SV Grafenwöhr:
SV Grafenwöhr macht vor der Pause alles klar

Kausler, Kasseckert (79. Miles), König, Drat, Stephan Wächter, Weiss, Renner, Johannes Wächter, Dobmann, Lober, Kraus.

SV Schwarzhofen: Lang (17. Pfannenstein), Benthin (62. Birol), Hauser, Roth, Ferstl, Danner, Rezny, Weiß, Weigl, Bauer (71. Ruider), Götz.

Tor: 1:0 (11.) Jan Kasseckert, 2:0 (16.) Johannes Renner, 3:0 (25.) Edgar Drat - SR: Martin Speckner (Runding) - Zuschauer: 75 - Gelb-Rot: (85.) Florian Roth (SVS)
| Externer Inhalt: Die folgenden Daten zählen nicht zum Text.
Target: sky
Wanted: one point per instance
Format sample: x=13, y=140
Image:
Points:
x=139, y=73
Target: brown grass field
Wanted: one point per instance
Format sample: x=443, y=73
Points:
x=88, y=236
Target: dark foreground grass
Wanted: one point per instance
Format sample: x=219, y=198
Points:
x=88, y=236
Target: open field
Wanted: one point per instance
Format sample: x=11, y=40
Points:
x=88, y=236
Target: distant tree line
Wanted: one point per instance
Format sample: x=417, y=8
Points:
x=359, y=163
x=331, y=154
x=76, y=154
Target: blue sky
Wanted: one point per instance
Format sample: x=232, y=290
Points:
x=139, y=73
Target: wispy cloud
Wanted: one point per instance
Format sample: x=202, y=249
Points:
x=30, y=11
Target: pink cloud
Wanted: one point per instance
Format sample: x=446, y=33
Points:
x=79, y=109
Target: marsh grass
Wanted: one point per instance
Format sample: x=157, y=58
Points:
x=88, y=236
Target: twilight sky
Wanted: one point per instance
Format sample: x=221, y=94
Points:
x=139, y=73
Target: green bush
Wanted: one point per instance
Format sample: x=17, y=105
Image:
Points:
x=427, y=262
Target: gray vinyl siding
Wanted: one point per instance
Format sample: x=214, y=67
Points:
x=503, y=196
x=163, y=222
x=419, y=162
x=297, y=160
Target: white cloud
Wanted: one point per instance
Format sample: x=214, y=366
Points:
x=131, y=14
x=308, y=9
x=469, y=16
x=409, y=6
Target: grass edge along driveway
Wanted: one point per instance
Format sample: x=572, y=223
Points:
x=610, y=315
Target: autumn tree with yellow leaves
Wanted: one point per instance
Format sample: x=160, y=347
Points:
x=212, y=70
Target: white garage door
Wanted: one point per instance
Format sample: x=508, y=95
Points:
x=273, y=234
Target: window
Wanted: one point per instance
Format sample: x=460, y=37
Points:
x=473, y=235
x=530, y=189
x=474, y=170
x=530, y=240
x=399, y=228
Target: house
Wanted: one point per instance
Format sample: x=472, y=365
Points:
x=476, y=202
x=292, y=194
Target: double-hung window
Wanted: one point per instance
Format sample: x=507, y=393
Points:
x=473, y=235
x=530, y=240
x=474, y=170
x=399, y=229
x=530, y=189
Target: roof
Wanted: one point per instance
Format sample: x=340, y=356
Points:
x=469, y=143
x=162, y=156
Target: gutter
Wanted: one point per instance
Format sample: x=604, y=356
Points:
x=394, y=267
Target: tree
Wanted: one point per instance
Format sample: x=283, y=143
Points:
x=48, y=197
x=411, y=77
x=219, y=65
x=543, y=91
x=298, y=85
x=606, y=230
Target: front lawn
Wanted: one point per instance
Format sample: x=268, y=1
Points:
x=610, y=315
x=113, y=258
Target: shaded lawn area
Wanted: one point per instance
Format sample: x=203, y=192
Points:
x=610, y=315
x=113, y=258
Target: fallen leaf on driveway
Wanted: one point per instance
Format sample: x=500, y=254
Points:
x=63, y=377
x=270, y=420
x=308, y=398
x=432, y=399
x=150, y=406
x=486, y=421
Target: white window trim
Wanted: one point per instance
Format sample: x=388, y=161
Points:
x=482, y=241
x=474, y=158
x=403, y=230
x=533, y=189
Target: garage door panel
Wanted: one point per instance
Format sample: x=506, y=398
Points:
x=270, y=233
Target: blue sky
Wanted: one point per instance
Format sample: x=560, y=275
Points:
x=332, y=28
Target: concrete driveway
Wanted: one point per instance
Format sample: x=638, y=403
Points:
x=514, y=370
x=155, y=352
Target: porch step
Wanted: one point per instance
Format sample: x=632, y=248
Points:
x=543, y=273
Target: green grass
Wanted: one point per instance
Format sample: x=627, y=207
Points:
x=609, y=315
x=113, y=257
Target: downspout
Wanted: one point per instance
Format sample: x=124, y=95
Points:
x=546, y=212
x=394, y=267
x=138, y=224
(atn) Die Sportvereinigung Grafenwöhr ging ersatzgeschwächt in die Partie gegen den SV Schwarzhofen, da neben Spielführer Maximilian Dippl auch Florian Träger und Manuel Stemmer im Aufgebot fehlten. Dennoch sprang ein klarer 3:0 (3:0)-Erfolg heraus, womit die Heimelf Schwarzhofen als Tabellendritter ablöste.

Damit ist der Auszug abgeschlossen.